Searchable Agent Memory in a Single File
I run a Claude Code agent as a persistent working partner. Every session produces a JSONL transcript: one file per conversation, one JSON record per message. These accumulate fast and they’re opaque: you can’t grep them usefully, and the agent can’t see its own history once a session ends. So I built a single-file MCP server that indexes these transcripts with BM25 and makes them searchable mid-session. The same pattern also backs a separate server for the agent’s notes and code libraries, but the conversation search is where things got interesting.
The Server
The server is a single Python file using PEP 723 inline metadata for dependencies:
# /// script
# requires-python = ">=3.10"
# dependencies = ["bm25s", "mcp", "watchdog"]
# ///
Three dependencies. No requirements.txt, no pyproject.toml, no virtual environment to manage. uv run mcp/conversation_search.py handles resolution and execution in one shot. MCP servers need to start reliably every time Claude Code launches, and the fewer moving parts in that path, the better.

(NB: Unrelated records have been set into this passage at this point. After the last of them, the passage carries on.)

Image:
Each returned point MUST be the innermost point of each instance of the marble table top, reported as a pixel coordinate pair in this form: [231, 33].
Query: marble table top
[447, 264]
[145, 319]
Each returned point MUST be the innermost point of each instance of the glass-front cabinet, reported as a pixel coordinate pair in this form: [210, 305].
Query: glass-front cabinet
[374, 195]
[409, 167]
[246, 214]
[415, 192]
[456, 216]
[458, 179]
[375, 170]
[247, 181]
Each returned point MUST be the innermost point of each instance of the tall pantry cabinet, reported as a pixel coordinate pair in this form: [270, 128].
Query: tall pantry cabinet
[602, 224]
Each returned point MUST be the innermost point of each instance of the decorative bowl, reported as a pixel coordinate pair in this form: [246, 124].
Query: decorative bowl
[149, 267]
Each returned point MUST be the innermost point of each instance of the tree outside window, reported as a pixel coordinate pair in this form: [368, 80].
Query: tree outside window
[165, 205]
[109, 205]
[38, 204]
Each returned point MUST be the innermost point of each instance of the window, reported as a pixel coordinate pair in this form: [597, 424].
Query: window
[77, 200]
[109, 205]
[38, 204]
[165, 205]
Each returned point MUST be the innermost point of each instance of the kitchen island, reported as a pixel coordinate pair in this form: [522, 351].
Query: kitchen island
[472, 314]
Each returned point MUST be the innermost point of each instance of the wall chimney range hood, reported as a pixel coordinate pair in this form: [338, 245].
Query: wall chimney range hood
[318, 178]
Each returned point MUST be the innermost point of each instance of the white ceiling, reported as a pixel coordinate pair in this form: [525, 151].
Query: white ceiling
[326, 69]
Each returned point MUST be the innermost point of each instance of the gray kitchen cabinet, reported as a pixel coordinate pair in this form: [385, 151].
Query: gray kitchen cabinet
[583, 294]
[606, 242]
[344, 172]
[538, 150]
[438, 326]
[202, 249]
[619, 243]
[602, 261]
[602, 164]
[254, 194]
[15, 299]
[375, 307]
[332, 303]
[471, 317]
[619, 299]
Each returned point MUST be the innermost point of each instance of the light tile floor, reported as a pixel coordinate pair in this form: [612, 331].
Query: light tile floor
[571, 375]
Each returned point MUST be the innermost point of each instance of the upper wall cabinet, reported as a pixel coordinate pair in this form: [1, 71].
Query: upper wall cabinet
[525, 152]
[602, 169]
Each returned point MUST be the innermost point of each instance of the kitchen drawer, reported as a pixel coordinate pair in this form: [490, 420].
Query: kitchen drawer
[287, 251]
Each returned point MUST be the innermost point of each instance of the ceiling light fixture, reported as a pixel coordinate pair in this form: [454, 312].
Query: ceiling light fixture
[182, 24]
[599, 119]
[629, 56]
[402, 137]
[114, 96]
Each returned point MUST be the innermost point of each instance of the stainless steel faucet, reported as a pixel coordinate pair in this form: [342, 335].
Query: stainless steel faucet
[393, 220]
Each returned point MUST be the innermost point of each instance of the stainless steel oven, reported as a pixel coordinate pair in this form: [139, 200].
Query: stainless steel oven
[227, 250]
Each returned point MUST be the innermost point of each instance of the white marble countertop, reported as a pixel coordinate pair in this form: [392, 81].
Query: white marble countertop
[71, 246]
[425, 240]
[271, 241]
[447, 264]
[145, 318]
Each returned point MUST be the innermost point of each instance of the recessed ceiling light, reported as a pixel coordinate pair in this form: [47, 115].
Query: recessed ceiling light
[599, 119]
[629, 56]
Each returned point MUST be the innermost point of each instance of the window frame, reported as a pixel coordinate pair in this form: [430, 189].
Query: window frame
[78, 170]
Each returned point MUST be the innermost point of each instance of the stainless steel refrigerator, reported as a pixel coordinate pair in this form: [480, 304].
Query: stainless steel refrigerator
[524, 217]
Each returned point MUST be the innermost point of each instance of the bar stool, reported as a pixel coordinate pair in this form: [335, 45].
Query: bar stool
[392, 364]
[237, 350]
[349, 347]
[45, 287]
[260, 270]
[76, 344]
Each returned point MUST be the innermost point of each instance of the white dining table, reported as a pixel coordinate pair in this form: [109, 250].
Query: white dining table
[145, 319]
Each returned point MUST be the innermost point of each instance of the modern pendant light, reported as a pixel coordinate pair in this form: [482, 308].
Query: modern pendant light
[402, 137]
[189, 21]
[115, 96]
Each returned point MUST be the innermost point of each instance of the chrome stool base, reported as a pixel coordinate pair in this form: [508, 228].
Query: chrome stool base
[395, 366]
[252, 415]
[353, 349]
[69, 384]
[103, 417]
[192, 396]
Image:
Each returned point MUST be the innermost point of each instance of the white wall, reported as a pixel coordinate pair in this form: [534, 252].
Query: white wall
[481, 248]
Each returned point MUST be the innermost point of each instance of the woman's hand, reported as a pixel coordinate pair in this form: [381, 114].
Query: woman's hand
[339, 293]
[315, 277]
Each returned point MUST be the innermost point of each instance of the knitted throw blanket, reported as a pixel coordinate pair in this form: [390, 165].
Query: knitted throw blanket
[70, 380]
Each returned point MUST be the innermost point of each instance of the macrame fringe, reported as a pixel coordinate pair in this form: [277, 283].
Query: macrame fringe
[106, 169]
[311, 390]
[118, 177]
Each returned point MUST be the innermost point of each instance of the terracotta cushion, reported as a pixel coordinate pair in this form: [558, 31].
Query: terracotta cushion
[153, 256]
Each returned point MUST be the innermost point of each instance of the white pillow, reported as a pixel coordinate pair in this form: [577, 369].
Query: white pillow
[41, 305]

The server uses FastMCP from the mcp library, bm25s for indexing and retrieval, and watchdog for filesystem monitoring. It’s wired into Claude Code via .mcp.json:
{
"mcpServers": {
"conversation-search": {
"command": "uv",
"args": ["run", "mcp/conversation_search.py", "<conversations_dir>"]
}
}
}
Claude Code stores conversation transcripts as JSONL files: one file per session, one JSON record per message. The server indexes these into searchable turns.
Each turn consists of a user message, the assistant’s response, and the names of any tools used. The full text of all three gets concatenated into the search corpus. Four tools expose it:
search_conversations: BM25 search across all turns, with optional filtering by session or datelist_conversations: browse sessions with metadata (slug, summary, timestamps, turn count)read_turn: fetch a single turn with full fidelityread_conversation: paginate through a session sequentially
The index stores lightweight text for search, but read_turn and read_conversation re-parse the JSONL on demand. Searches hit the in-memory BM25 index, but reads always reflect the full source data. Tool calls get rendered as compact summaries rather than raw JSON blobs: a Read call becomes {"tool": "Read", "file": "/path/to/file"} instead of the full input blob, a Write becomes the path and character count. The agent gets enough context to understand what happened in a past session without drowning in raw JSON.
Debounced Reindexing
Conversation files get appended to every few seconds during an active session. A naive watchdog handler would trigger a full reindex on every append, potentially dozens of times per minute. The conversation search server uses a 2-second debounce:
class _ConvChangeHandler(FileSystemEventHandler):
"""Rebuilds the BM25 index when JSONL files change, with 2s debounce."""
def __init__(self):
self._debounce_timer: threading.Timer | None = None
self._debounce_lock = threading.Lock()
def _schedule_reindex(self):
with self._debounce_lock:
if self._debounce_timer is not None:
self._debounce_timer.cancel()
self._debounce_timer = threading.Timer(2.0, self._do_reindex)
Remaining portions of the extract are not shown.